I think it's about time to get this trip wrapped up, non? It's taken me so long to get to day six, and now the pictures I took with my good camera have disappeared. I'm hoping they're hiding somewhere in my computer files, or maybe the cloud? I do not understand the cloud, so let's hope they're not there. For today, I'll have to share what we took with our cell phones. If you missed the first five days, you can read about them here, here, here, here, and here.
We woke to another warm, sunny day, perfect for a trip out of the city to visit Versailles. Having finally figured out the train situation, our plan was to arrive early to avoid the long lines to get into the Chateau. Success!
Standing outside, waiting for the doors to open, and taking in the opulence of the outer chateau, it wasn't hard to imagine why there was a French Revolution. I can see the peasants' point.
The Queen's Wing was closed for renovation, so we toured the other half of the chateau fairly quickly. The Hall of Mirrors was breathtaking.
After grabbing a picnic lunch to go at a cafe, we headed out into the gardens.
In the distance you can see the Grand Canal. In Louis XIV's time, authentic gondoliers, imported with their boats from Venice, lived in a little settlement next to the canal. Today you can rent rowboats and sing to yourself.
We wandered around the gardens, finally stopping for our picnic lunch. There are beautiful pictures somewhere, if only I can find them.
After eating we made our way to the Trianon Palaces and the Domaine de Marie-Antoinette. Back in the day, Versailles was an escape from the pressures of ruling a country. But as the Chateau became busier, Louis XIV needed an escape from his escape, so he had a smaller palace built out in the north 40. Later generations expanded the area and added Marie-Antoinette's Domaine. All sorts of shenanigans went on out there.
The palaces and gardens here were intimate and even more beautiful. If I ever build a palace for myself, it shall be made of pink marble.
There was a grotto, and a hamlet, and a Temple of Love. Damn, I wish I could find my pictures!

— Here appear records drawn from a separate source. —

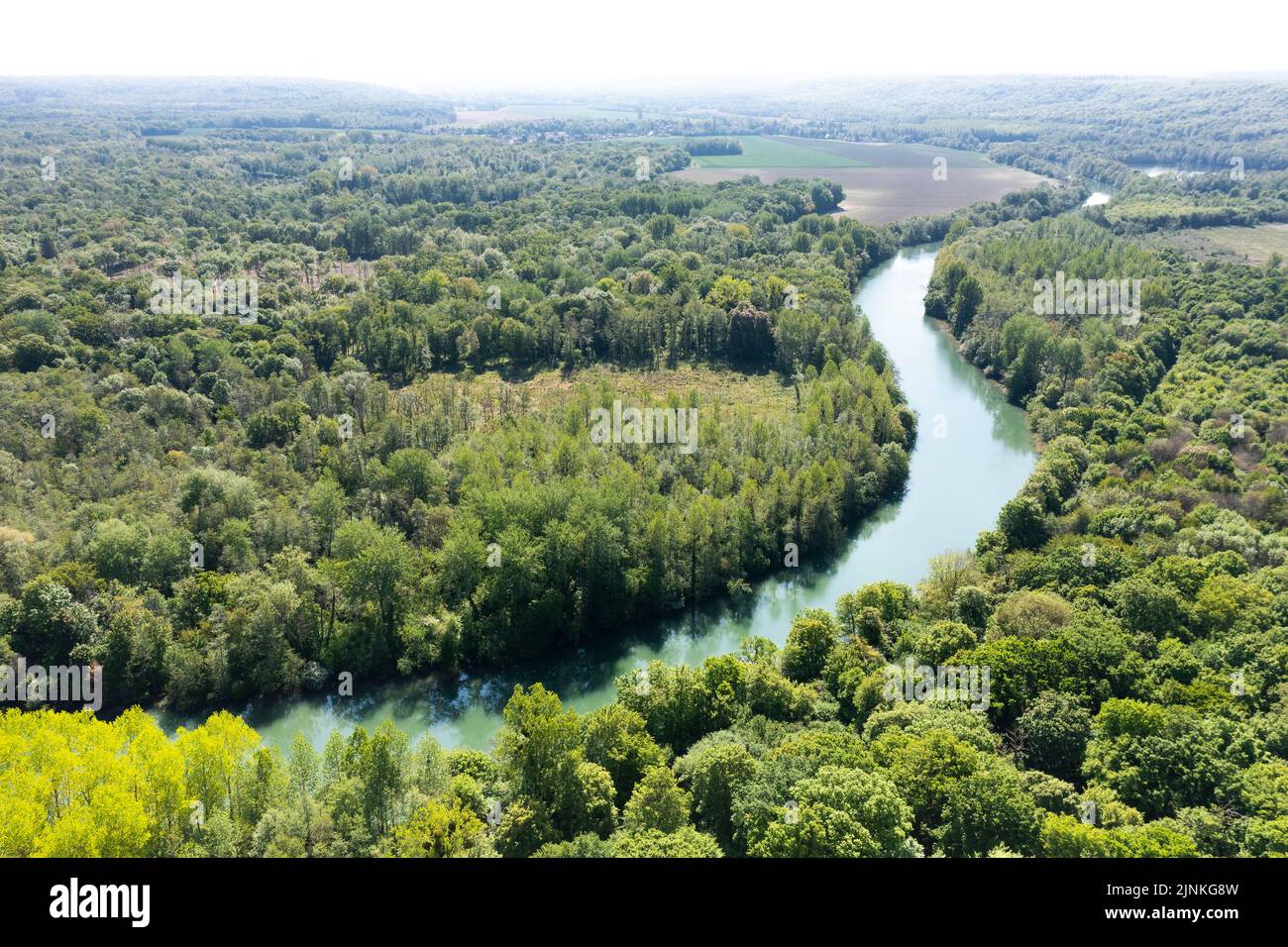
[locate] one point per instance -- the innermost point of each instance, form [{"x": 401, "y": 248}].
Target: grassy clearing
[
  {"x": 776, "y": 153},
  {"x": 764, "y": 395},
  {"x": 1231, "y": 244}
]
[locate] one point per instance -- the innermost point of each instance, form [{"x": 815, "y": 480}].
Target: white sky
[{"x": 467, "y": 46}]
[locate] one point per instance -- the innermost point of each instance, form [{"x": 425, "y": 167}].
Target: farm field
[
  {"x": 1231, "y": 244},
  {"x": 477, "y": 118},
  {"x": 883, "y": 182}
]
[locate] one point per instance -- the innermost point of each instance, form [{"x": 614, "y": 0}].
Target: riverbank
[{"x": 973, "y": 454}]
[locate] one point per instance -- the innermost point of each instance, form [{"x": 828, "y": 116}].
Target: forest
[{"x": 387, "y": 470}]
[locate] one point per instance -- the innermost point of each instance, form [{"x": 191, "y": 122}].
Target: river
[{"x": 973, "y": 454}]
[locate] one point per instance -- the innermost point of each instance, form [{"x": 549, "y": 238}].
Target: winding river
[{"x": 973, "y": 454}]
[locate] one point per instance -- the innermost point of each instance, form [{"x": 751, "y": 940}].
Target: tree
[
  {"x": 657, "y": 804},
  {"x": 840, "y": 813},
  {"x": 810, "y": 639}
]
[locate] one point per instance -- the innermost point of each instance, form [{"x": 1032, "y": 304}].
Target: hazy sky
[{"x": 503, "y": 44}]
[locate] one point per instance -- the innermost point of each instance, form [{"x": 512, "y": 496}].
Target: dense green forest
[{"x": 389, "y": 468}]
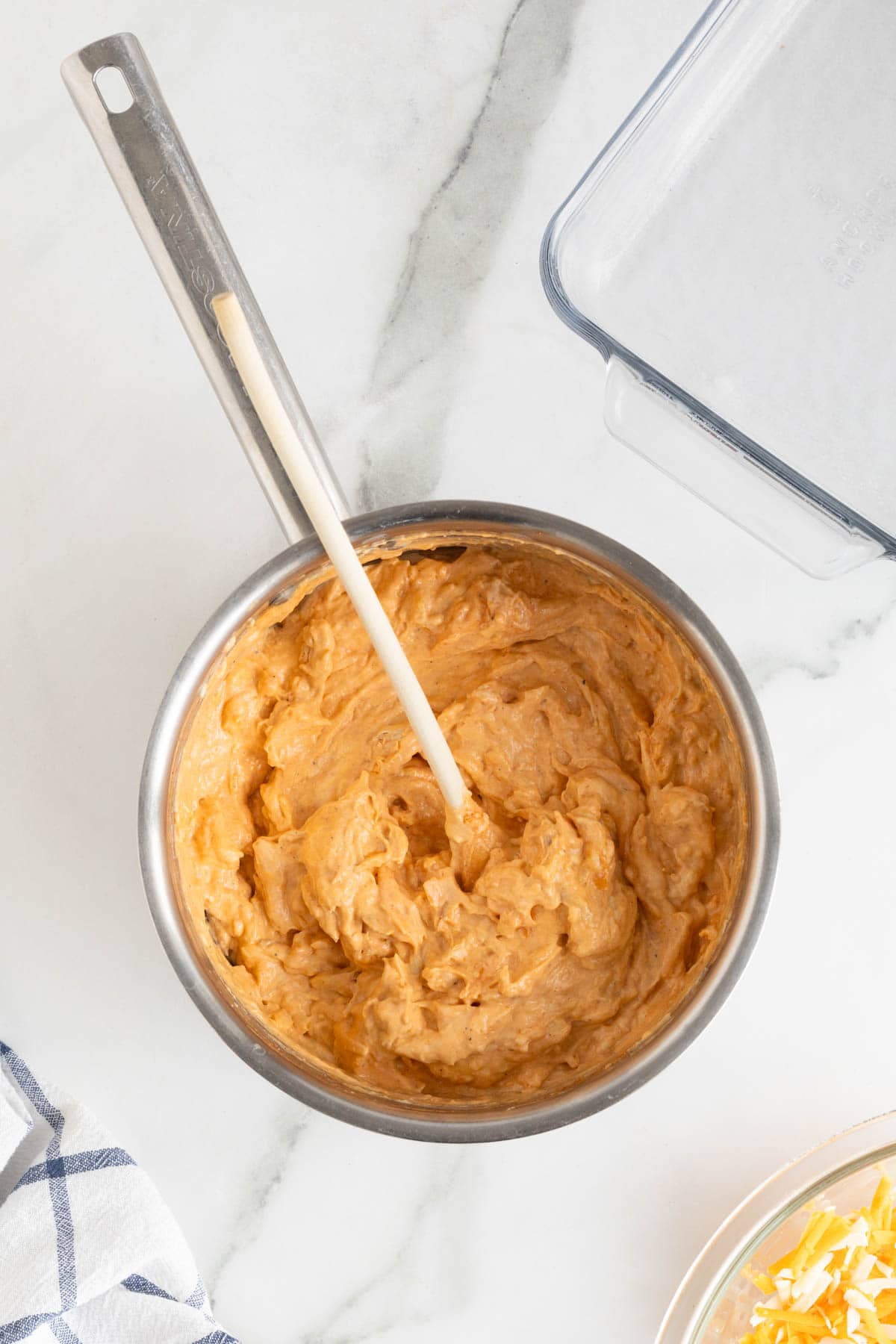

Exhausted from our day of pretending to be French royalty, we caught a train back to Paris. There was an epicerie fine in our neighborhood, with yummy looking salads and meats in the window, so we stopped in for some dinner goodies. After smiling at our terrible French, the owner asked where we were from. It turned out that he and his husband had honeymooned in Seattle many years ago, so we spent an hour talking about all things Pacific Northwest.
After dinner and a few glasses of wine on the terrace, it was off to bed. Tomorrow I had a date with Mona.